In terms of nutrient content, 3.5 ounces of shallots, or just over a half-cup serving, contain at least 5% of the recommended daily value of folate, potassium, phosphorus, magnesium, and iron. It also contains 3 grams of fiber, small amounts of calcium and zinc, and high amounts of antioxidants.
Shallots also contain a type of fermentable fiber called inulin-type fructans (ITFs). A study published in the Journal of Clinical Nutrition found that consuming a diet high in ITFs—which can be found, for instance, in shallots, artichokes, and leeks —led to increased satiety, reduced cravings for sweet and salty foods, and a beneficial modification of the composition of the microbiota (the bacteria in the small intestine). In general, increasing soluble fiber intake can help to lower blood cholesterol levels and control blood glucose levels. Soluble fiber is also an important dietary component for individuals living with heart disease or diabetes.

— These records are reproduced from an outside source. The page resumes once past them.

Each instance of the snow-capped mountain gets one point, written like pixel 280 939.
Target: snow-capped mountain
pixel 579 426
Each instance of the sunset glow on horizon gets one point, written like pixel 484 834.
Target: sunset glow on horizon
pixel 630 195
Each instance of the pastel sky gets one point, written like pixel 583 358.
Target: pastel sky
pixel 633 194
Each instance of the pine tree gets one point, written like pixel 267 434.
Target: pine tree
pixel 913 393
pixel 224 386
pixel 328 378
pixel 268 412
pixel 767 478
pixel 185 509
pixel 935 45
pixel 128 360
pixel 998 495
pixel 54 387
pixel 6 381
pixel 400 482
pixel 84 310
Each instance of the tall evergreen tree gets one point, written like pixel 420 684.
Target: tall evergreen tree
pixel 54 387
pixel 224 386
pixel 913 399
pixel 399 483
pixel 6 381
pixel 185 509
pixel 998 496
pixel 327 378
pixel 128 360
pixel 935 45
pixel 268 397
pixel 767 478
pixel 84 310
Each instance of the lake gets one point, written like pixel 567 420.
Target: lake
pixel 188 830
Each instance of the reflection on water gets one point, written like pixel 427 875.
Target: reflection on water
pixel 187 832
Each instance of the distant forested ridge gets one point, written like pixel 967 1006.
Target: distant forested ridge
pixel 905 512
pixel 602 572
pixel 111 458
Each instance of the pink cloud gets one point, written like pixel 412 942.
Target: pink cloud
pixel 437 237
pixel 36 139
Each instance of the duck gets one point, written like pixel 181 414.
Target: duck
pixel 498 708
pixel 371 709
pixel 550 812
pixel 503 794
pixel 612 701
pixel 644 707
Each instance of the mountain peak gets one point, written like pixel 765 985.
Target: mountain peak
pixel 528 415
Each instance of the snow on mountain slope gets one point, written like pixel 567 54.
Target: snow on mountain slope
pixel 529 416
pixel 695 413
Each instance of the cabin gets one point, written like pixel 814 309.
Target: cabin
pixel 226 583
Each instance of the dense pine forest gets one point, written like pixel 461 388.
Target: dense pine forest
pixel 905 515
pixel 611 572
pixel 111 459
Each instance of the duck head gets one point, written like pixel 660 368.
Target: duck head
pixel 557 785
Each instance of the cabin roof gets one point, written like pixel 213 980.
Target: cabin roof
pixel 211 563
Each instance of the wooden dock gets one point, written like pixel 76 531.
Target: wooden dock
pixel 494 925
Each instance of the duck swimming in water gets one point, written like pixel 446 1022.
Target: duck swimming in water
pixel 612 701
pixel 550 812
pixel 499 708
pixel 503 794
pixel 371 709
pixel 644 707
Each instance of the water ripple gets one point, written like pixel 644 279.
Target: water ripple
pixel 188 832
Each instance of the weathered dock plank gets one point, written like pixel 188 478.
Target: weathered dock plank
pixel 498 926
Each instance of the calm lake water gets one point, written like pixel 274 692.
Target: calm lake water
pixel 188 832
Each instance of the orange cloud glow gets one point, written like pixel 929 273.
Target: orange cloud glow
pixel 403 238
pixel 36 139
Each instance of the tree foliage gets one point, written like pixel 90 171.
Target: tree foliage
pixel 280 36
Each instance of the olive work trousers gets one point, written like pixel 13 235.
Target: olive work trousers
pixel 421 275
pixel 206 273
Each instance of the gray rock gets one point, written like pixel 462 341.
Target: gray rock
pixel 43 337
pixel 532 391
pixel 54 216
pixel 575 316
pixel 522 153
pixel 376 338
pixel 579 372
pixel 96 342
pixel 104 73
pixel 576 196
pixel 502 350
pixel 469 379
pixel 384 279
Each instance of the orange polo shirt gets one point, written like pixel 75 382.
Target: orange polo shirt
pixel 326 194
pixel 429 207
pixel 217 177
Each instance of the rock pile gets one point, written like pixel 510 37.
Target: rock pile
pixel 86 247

A diet high in alliums may help to improve heart health. One study measured the effects of allicin—an organic sulfur compound found in shallots—on heart health and found that allicin reduced blood vessel stiffness, improved circulation, and lowered blood pressure. The sulfur compounds found in shallots and other allium vegetables are also thought to have antimicrobial properties. One group of researchers found that using a mouth rinse containing shallot extract and water prevented oral bacterial growth better than some medical disinfectants. Other research has studied the effect of alliums in treating seasonal allergies, cold sores, and the flu.
When stored properly, such as when they are kept in slatted crates with sufficient airflow, shallots can be reserved for up to 8-10 months. The delicate flavor of shallots can be enjoyed in a wide variety of ways. Adding shallots and garlic to meats, vegetables, and side dishes is a good way to flavor foods without using salt for individuals who need to limit their sodium intake. Pick up some shallots on your next visit to the grocery store and try them in a recipe.
Here are some great ways to enjoy shallots:
- Sauté shallots in butter until they’re crispy, then serve them on top of your favorite green vegetable or grains.
- Add shallots to gravies, cream-based sauces, soups, or salad dressings for a boost of flavor.
- Slow-roast whole shallots in their skins to use in vinaigrettes, soups, or as toppings for salads.
- Create a delicious one-dish meal by roasting chicken or pork with shallots, potatoes, and carrots.